TEL AVIV (AP) - Israel's military chief warned the Biden government on Tuesday against re-joining the 2015 Iranian nuclear deal, even if it tightened its terms. He ordered his armed forces to step up preparations for possible offensive measures against Iran in the coming year.
Lt. General Aviv Kohavi's comments came as Israel and Iran are both trying to put pressure on President Joe Biden before awaiting his announcement of his approach to tackling Iran's nuclear program. In Iran, leaders said they would not wait indefinitely for Biden to act.
The 2015 deal curtailed Iran's nuclear program in exchange for easing crippling economic sanctions. Israel firmly opposed the agreement, saying it did not contain sufficient safeguards to prevent Iran from developing a nuclear weapon. It welcomed the Trump administration's withdrawal from the deal in 2018.
Biden has announced that he will try to revive the deal with some changes.
In his address to the Institute for National Security Studies, Kohavi said that despite some improvements, a return to the deal "is operationally bad and strategically bad". He said Iran's permission to proceed with a nuclear program is "an unacceptable threat and will lead to the proliferation of nuclear weapons across the region." Iran says its nuclear program is for peaceful purposes only.
Kohavi said, given the threat from Iran, the Israeli military is ready to attack independently if necessary.
"I have instructed the army to prepare a number of operational plans in addition to the existing ones," he said. “We are taking care of these plans and will develop them further in the coming year. Those who choose to carry it out are, of course, the political leaders. But these plans must be on the table. "
Just hours before Kohavi spoke out against a deal, Iran was pushing Biden to rejoin the nuclear deal. "The time window will not be open for long," said Iranian cabinet spokesman Ali Rabiei.
Israeli officials, including Kohavi, say Iran is in a much weaker position than it was in 2015 after years of sanctions by the Trump administration. They say any new deal should remove "sunset" provisions that set certain limits on Iranian nuclear activity phase out, deal with the Iranian long-range missile program and its military involvement and support for Israel's enemies across the region.
Tensions in Iran have steadily increased.
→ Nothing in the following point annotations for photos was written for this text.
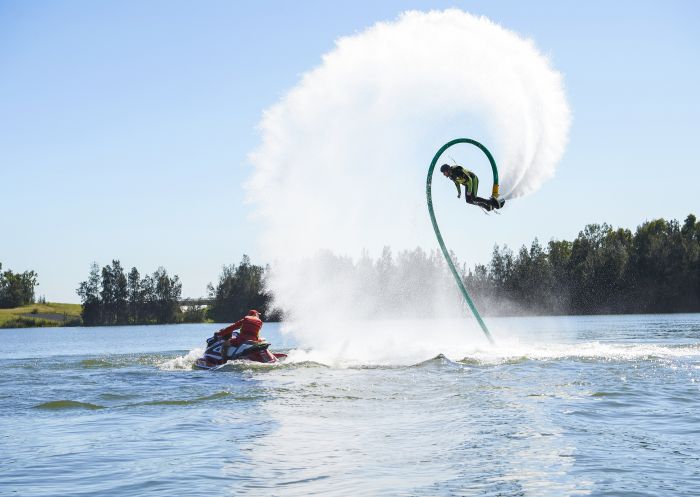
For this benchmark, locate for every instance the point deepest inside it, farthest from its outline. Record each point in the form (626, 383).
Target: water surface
(603, 406)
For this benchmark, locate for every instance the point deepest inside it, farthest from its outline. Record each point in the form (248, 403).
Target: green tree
(240, 288)
(89, 292)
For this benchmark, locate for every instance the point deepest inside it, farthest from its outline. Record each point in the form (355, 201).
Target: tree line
(110, 297)
(17, 289)
(603, 270)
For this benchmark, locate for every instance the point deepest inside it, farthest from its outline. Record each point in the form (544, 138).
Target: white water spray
(344, 154)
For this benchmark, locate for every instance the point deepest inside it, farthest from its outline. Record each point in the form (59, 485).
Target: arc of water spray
(428, 192)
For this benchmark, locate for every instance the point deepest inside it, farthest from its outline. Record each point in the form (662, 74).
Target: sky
(126, 128)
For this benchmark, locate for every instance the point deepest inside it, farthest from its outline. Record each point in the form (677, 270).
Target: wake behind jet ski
(226, 344)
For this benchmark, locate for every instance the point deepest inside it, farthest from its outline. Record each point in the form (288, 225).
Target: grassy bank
(38, 315)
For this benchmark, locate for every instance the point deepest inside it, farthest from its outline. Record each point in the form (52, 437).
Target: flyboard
(445, 253)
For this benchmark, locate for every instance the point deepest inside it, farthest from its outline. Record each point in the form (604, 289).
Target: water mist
(342, 162)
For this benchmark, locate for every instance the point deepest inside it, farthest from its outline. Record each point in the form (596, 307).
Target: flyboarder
(463, 176)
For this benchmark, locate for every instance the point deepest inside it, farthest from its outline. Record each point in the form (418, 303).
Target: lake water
(600, 406)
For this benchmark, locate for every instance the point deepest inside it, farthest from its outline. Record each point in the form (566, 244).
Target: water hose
(428, 192)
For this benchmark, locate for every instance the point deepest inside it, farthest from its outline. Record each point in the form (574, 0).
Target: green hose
(428, 192)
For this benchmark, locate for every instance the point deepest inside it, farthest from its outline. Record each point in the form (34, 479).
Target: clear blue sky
(125, 126)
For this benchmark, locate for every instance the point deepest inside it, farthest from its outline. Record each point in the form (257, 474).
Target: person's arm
(228, 331)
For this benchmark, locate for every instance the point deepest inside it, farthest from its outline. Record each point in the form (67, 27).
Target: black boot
(496, 203)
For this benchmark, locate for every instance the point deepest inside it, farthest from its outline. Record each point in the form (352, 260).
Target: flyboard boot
(496, 203)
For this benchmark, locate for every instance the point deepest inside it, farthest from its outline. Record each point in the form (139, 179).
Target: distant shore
(41, 315)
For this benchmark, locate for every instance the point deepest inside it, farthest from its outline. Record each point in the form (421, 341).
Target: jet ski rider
(463, 176)
(250, 330)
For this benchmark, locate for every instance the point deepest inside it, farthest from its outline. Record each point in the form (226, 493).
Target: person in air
(463, 176)
(249, 325)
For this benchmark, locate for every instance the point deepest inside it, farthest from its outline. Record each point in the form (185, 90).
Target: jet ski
(217, 353)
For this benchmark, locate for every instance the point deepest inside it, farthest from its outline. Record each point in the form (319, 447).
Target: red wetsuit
(250, 329)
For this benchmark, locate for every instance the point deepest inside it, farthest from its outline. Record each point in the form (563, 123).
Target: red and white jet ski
(217, 353)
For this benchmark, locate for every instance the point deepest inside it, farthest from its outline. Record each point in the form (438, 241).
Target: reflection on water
(562, 406)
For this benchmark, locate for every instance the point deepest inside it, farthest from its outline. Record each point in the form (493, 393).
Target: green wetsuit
(463, 176)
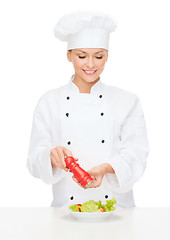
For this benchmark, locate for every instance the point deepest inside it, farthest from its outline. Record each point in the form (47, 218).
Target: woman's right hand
(57, 156)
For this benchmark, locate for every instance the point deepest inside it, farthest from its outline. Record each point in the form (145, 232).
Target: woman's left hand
(98, 172)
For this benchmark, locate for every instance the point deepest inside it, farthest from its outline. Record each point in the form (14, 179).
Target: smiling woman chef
(102, 126)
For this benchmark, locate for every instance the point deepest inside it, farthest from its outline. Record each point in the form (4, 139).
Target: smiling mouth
(89, 72)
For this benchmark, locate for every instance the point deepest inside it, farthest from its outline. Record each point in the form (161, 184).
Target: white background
(33, 61)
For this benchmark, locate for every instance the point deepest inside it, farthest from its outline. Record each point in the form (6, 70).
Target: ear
(69, 56)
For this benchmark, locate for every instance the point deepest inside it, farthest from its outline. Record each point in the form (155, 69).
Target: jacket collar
(95, 88)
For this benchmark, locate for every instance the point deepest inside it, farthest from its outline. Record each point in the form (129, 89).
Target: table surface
(55, 223)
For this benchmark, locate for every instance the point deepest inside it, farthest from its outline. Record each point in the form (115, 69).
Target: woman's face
(88, 62)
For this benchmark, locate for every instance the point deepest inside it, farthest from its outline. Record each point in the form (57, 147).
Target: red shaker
(80, 174)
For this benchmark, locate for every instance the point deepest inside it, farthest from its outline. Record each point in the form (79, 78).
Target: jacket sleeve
(129, 160)
(38, 162)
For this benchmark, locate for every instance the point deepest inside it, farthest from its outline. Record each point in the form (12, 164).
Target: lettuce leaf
(92, 206)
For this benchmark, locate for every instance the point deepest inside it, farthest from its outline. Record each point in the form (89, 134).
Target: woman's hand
(98, 172)
(57, 157)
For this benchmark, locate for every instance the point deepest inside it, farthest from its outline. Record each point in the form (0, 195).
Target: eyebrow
(86, 52)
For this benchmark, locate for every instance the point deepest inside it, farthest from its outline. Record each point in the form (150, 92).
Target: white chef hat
(85, 29)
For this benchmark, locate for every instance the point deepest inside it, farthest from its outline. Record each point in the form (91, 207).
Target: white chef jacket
(105, 126)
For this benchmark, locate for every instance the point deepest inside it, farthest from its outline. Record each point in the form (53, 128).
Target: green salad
(92, 206)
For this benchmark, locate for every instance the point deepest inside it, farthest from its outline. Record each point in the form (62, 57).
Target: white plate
(91, 216)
During Trump's final days as president, Tehran seized a South Korean oil tanker and began enriching uranium closer to weapon quality while the US sent B-52 bombers, the aircraft carrier USS Nimitz, and a nuclear submarine to the region.
Iran has also increased its military exercises, including launching cruise missiles as part of a naval exercise in the Gulf of Oman this month.
Iran has missile capabilities of up to 2,000 kilometers, far enough to reach Israeli and US military bases in the region.